Book pile contest results

The LibraryThing book pile contest is now officially over. Users submitted a lot of great photos—128 in all. You can see them all at the Flickr tag “librarything” (http://flickr.com/photos/tags/librarything/).

It was very hard to choose, or even to figure out how to choose. So I decided to double the number of winners. I’m sorry I can’t double it again; there were so many good shots.

I favored head-on photos of discrete piles, as I said I would. This excluded some great photos of books on shelves, books in nightmarish piles (Constance Wiebrands) and of LibraryThing members’ libraries (Geoff Coupe), however much I want those built-in bookcases. Partial photos (Chamisa Flower) and photos from strange angles were discriminated against; books with clear, legible titles were favored.

Babies and animals were in woefully short supply. I love Dovegreyreader’s cat-and-pile shot. But the image doesn’t fit in the frame and its hard to see the books. Also, I’m a dog person. CrazyMaisy gets credit for her cat bookend, looking back on Sibley’s Birds and The Art of Raising a Puppy. Intentional?

The original deal was one winner who gets two free memberships, and two runners-up who get one each. That was back when all memberships were lifetime ones. I decided to keep to that, and add three one-year memberships for “honorable mention.”

The winner: lucytartan
Lucy did an eye-popping pile, arranged by color and helpfully snipped out of its background. This idea is not new—a crazy bookstore tried organizing their whole collection that way—but it was nicely done. Extra points for Nabokov, Orwell and Aristotle.

Runner-up: Micketymoc
Micketymoc did a number of cool shots, all in focus and very helpfully snipped from their background. This fish-eye one hit the sweet spot. Indeed, if I have a complaint, it’s that it’s too professional. If I used it, people might think LibraryThing was a serious business, one that hired photographers. I’d lose my indy cred!

Runner-up: kencf
Kenneth’s ordinary book piles violate my aspect-ratio preferences. I can forgive that. But pull back a bit and you can see what the piles are sitting on. Was the the bathroom really the only white space in Kenneth’s place? Ought one to put The Origin of Christology on top of a toilet? (Kenneth replied that books in the bathroom worked for Luther; the Catholic in me has a rejoinder to that!)
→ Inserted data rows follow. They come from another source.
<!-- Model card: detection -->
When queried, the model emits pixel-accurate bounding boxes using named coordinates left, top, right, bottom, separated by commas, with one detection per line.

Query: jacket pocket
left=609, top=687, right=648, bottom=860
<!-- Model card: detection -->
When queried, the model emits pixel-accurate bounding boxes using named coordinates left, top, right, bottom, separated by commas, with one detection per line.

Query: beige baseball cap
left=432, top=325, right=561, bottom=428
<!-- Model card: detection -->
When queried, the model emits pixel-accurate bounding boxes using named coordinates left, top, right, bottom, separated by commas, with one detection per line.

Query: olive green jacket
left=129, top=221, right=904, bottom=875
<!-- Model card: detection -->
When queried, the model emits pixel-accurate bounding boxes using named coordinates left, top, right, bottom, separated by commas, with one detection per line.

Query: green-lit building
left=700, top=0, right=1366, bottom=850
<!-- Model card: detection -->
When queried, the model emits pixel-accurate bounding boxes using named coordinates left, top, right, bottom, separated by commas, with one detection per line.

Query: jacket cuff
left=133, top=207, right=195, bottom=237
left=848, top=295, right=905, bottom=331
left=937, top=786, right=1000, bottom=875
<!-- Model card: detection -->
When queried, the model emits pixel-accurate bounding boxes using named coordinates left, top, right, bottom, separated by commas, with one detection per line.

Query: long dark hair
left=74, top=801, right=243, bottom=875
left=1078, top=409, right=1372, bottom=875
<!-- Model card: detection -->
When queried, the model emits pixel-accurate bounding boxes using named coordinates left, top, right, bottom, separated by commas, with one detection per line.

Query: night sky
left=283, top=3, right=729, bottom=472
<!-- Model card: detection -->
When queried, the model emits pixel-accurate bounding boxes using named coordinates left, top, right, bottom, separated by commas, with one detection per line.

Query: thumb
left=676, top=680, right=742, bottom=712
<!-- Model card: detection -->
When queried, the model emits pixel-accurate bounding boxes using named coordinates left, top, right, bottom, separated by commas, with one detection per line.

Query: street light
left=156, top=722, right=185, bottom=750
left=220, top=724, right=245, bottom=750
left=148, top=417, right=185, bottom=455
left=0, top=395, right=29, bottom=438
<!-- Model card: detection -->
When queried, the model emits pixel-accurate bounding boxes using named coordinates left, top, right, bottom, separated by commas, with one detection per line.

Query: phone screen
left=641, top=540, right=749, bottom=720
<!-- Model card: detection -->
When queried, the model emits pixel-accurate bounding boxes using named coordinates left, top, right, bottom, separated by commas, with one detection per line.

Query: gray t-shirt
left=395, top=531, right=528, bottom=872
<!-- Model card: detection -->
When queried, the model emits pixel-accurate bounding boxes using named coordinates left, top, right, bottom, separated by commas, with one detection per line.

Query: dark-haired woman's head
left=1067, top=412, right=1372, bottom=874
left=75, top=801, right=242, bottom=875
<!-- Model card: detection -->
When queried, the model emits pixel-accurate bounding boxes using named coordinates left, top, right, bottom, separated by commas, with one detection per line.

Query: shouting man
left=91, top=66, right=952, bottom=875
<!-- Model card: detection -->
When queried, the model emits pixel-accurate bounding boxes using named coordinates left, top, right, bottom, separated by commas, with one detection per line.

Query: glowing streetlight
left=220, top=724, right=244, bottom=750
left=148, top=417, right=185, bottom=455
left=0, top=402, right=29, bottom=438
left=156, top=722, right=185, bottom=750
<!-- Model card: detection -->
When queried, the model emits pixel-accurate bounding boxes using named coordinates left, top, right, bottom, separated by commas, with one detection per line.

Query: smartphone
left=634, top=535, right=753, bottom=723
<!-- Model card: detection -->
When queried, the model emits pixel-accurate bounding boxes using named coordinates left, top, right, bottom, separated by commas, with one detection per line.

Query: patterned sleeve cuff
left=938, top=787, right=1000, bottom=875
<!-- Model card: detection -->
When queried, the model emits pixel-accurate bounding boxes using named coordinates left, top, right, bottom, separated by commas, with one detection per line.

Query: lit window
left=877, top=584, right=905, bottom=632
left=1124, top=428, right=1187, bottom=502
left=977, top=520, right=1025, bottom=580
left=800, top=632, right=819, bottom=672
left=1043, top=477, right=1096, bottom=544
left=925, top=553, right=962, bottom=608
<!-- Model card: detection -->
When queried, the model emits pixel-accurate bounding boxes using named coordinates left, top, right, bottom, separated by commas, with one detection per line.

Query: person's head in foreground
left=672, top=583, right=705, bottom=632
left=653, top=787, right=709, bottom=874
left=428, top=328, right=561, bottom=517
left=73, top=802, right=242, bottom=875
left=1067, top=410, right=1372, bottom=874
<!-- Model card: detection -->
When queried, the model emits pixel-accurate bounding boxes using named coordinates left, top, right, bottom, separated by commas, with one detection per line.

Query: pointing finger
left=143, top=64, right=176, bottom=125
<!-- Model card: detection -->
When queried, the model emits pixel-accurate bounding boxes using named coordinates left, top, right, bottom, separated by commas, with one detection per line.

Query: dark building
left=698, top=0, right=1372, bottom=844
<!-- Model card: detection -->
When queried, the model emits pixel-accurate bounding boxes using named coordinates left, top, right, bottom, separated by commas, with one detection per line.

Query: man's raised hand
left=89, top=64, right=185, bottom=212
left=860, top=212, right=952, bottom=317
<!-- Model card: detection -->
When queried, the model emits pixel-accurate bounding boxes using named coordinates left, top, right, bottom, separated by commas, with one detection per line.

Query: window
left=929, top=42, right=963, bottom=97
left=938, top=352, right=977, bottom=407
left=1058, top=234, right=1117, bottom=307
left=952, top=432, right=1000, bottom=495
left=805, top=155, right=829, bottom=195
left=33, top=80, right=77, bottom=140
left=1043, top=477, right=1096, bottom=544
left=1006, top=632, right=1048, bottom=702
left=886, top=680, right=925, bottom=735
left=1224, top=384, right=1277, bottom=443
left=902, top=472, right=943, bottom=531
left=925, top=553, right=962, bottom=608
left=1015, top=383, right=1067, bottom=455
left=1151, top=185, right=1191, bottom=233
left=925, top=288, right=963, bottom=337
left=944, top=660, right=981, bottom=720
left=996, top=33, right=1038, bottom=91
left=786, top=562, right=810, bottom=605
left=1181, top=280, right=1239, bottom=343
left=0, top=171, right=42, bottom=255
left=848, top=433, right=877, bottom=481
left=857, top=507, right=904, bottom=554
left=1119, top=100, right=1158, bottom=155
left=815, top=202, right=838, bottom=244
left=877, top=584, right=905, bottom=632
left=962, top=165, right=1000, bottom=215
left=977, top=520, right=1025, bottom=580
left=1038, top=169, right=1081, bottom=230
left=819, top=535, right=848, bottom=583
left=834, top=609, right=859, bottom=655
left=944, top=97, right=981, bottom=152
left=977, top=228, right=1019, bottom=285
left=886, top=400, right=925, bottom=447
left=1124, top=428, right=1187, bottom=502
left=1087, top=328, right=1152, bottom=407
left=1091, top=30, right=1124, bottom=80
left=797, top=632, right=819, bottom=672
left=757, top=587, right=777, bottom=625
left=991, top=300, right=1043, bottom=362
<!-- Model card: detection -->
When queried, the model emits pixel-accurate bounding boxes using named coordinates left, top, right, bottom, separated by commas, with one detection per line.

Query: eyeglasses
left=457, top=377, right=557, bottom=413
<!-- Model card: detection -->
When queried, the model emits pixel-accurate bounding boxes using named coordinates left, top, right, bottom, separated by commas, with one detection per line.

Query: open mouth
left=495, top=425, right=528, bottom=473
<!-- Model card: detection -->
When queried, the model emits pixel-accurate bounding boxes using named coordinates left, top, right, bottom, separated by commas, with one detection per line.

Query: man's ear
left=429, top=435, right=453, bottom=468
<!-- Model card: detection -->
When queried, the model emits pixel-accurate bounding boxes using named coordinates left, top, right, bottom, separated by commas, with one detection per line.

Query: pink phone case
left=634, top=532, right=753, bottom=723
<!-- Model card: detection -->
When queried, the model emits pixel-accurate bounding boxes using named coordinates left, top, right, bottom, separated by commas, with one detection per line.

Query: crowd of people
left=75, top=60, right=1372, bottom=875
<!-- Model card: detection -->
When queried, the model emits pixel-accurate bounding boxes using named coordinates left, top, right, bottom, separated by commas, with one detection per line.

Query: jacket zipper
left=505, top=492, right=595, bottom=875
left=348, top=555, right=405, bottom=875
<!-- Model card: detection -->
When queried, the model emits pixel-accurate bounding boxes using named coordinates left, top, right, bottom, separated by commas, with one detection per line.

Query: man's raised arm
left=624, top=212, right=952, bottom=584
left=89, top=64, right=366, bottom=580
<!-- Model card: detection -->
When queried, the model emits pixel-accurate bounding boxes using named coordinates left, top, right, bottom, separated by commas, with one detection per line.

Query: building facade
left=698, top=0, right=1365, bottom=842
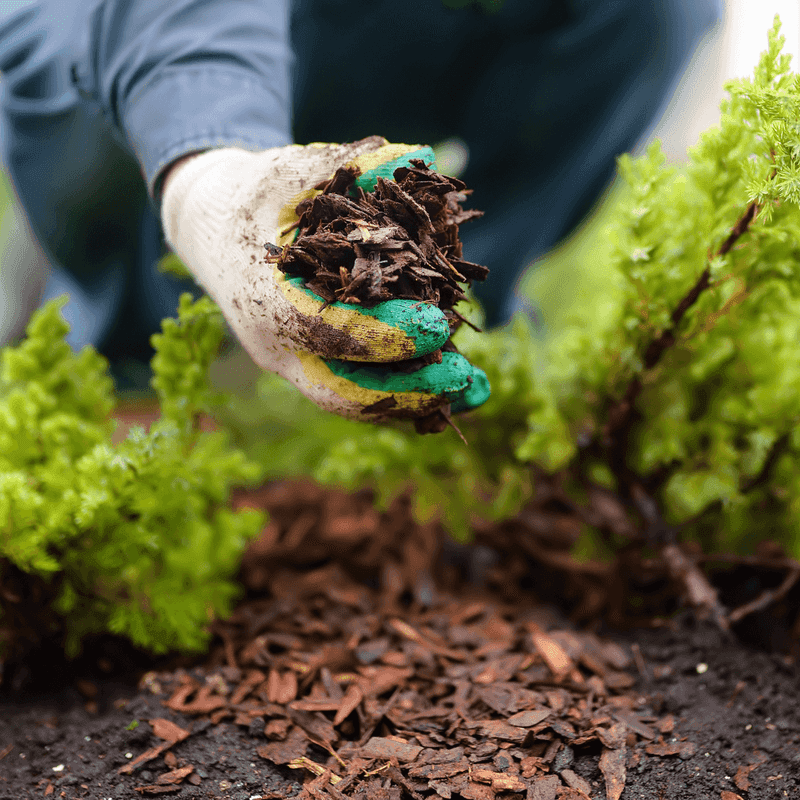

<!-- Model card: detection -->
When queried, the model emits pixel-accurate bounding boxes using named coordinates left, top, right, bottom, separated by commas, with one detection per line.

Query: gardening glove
left=161, top=136, right=489, bottom=420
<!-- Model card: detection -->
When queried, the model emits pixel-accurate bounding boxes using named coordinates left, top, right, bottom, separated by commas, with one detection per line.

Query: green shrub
left=236, top=19, right=800, bottom=555
left=0, top=295, right=261, bottom=654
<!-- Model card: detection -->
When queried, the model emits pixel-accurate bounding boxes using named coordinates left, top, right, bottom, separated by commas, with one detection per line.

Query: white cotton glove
left=161, top=136, right=489, bottom=420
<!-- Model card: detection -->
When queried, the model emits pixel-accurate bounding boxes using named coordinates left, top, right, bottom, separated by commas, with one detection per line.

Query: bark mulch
left=0, top=482, right=800, bottom=800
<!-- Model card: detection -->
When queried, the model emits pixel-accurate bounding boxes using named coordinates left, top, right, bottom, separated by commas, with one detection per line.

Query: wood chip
left=359, top=736, right=422, bottom=764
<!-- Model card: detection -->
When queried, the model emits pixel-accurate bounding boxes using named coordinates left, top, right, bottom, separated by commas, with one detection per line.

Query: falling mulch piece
left=264, top=159, right=489, bottom=439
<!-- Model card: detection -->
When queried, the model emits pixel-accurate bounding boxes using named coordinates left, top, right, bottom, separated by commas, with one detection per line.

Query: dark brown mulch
left=272, top=159, right=489, bottom=314
left=0, top=483, right=800, bottom=800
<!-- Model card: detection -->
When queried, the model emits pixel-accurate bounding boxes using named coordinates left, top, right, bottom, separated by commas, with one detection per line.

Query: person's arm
left=72, top=0, right=291, bottom=194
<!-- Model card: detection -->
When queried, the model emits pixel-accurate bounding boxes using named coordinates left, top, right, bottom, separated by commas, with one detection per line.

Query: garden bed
left=0, top=482, right=800, bottom=800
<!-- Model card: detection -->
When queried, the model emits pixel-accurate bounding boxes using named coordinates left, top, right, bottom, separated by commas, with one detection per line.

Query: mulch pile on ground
left=274, top=159, right=489, bottom=312
left=115, top=484, right=694, bottom=800
left=0, top=482, right=800, bottom=800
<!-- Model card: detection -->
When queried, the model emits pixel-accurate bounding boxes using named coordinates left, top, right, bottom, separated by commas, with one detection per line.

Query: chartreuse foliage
left=234, top=19, right=800, bottom=556
left=0, top=295, right=261, bottom=653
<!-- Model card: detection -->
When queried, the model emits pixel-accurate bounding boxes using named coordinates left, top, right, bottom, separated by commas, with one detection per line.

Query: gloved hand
left=161, top=136, right=489, bottom=420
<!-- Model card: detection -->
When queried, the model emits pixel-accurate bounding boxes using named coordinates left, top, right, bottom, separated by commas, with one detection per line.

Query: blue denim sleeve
left=0, top=0, right=291, bottom=197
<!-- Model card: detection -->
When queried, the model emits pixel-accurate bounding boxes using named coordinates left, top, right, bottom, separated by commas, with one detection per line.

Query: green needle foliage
left=0, top=295, right=262, bottom=656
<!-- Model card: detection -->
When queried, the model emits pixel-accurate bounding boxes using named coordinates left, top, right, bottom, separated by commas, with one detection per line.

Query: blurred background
left=0, top=0, right=800, bottom=344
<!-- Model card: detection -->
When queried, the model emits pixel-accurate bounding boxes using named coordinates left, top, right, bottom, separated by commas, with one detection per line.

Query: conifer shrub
left=236, top=18, right=800, bottom=557
left=0, top=294, right=262, bottom=662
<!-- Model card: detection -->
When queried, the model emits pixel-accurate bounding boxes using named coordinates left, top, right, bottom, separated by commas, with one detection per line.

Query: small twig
left=661, top=544, right=730, bottom=631
left=697, top=553, right=800, bottom=570
left=728, top=566, right=800, bottom=624
left=631, top=642, right=649, bottom=679
left=605, top=196, right=758, bottom=441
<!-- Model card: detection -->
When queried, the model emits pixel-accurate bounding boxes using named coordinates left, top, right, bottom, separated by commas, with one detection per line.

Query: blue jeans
left=0, top=0, right=720, bottom=359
Honorable mention: AuntDodi
Here’s a good, sharp mish-mash. Tales from the Clit and Yertle the Turtle? If you didn’t know what a clit was, they could be the same genre!

Honorable mention: Hanz
Capping a pile of Christian books with a Bible manages to inject a message into the very order of the pile, and the angle reinforces the message. One of the cool things about LibraryThing is how different political and religious groups use it without “bumping into each other” too much. Tales from Clit does not often meet Calvin’s Golden Booklet of the True Christian Life. This is probably for the best. But what would Calvin have thought of Yertle?

Honorable mention: Rachael (Chamisa Flower)
There were two excellent gastronomic piles. Chamisa flower won over Selkie30 for being easier to see the titles and without the shadow. But I was please to hear of the existence of the Star Trek Cookbook. I also like Chamisa Flower’s writing-themed pile.